Cancers 2024, 16(8), 1562; https://doi.org/10.3390/cancers16081562
by Paweł Kurzyna 1,†, Marta Banaszkiewicz 1,*,†, Michał Florczyk 1, Jarosław Kępski 2, Michał Piłka 1, Piotr Kędzierski 1, Rafał Mańczak 1, Piotr Szwed 1, Krzysztof Kasperowicz 1, Katarzyna Wrona 1, Grzegorz Doroszewski 3, Adam Torbicki 1, Marcin Kurzyna 1, Sebastian Szmit 2 and Szymon Darocha 1
Reviewer 1:
Reviewer 2: Anonymous
Cancers 2024, 16(8), 1562; https://doi.org/10.3390/cancers16081562
Submission received: 19 March 2024 / Revised: 15 April 2024 / Accepted: 17 April 2024 / Published: 19 April 2024
(This article belongs to the Section Cancer Survivorship and Quality of Life)

Round 1

Reviewer 1 Report

Comments and Suggestions for Authors

1. It has been explained in the introduction that there is currently a lack of research on the use of IVC filters in the tumor population, but the potential impact of the results of this study on clinical practice has not been introduced.

2. Does the reason for placing filters in tumor patients also include the common cause of thrombocytopenia caused by bone marrow suppression after chemotherapy.

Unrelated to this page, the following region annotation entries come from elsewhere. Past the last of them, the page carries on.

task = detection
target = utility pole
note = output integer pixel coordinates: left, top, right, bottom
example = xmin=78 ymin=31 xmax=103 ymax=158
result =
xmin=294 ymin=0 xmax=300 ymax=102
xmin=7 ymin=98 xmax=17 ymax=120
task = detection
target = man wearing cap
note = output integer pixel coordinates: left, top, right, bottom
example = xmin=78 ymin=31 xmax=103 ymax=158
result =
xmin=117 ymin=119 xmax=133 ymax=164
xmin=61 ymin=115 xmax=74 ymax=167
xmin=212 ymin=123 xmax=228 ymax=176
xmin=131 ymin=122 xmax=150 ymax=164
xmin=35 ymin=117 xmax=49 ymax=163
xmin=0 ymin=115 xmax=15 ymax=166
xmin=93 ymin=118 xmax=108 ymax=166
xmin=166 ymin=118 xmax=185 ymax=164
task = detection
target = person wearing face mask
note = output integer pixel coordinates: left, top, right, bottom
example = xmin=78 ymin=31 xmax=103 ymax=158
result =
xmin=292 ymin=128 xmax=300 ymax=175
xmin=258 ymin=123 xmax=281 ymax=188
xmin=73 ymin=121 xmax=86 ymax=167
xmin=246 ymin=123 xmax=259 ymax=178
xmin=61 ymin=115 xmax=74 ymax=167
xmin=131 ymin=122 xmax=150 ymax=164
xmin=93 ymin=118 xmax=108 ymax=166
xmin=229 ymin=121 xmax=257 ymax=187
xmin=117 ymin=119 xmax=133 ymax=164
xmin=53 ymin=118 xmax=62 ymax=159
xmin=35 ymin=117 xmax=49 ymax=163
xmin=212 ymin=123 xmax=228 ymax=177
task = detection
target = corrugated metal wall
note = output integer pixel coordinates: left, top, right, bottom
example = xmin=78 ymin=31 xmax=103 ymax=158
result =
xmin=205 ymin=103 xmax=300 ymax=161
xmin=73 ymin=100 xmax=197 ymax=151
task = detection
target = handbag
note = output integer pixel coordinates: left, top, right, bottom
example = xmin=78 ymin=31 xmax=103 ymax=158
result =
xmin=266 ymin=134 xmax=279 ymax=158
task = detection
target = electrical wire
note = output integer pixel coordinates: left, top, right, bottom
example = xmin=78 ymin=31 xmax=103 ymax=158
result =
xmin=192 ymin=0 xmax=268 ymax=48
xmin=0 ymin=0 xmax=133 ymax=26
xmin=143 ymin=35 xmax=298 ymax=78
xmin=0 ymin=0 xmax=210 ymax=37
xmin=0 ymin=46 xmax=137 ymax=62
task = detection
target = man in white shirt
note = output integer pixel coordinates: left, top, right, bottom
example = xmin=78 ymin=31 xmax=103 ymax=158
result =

3. It is recommended to statistically analyze the proportion of patients with acute lower limb DVT in the tumor group and non tumor group, as well as the proportion of patients with concomitant thrombophilia.

4. In the analysis of filter retrievals and compilations in the tumor group, subgroup analysis was not conducted for different types of tumors and different stages of tumors.

5. To ensure consistency in the style and format of the chart, it may be considered to modify the bar chart in Figure 3 to a pie chart in Figure 4, and also plot the disease classification of non tumor group patients in Figure 3.

6. This study analyzed the limitations, mainly retrospective, single center, and with a relatively small number of enrolled cases. There was a lack of comparison between patients who received IVC filter placement and those who did not receive treatment. Sharing these insights is very valuable for researchers attempting to replicate this study. In addition, limitations should also include the failure to consider whether different medical institutions have the conditions to perform IVC filter placement surgery (including changes in technology, operator experience, or equipment type).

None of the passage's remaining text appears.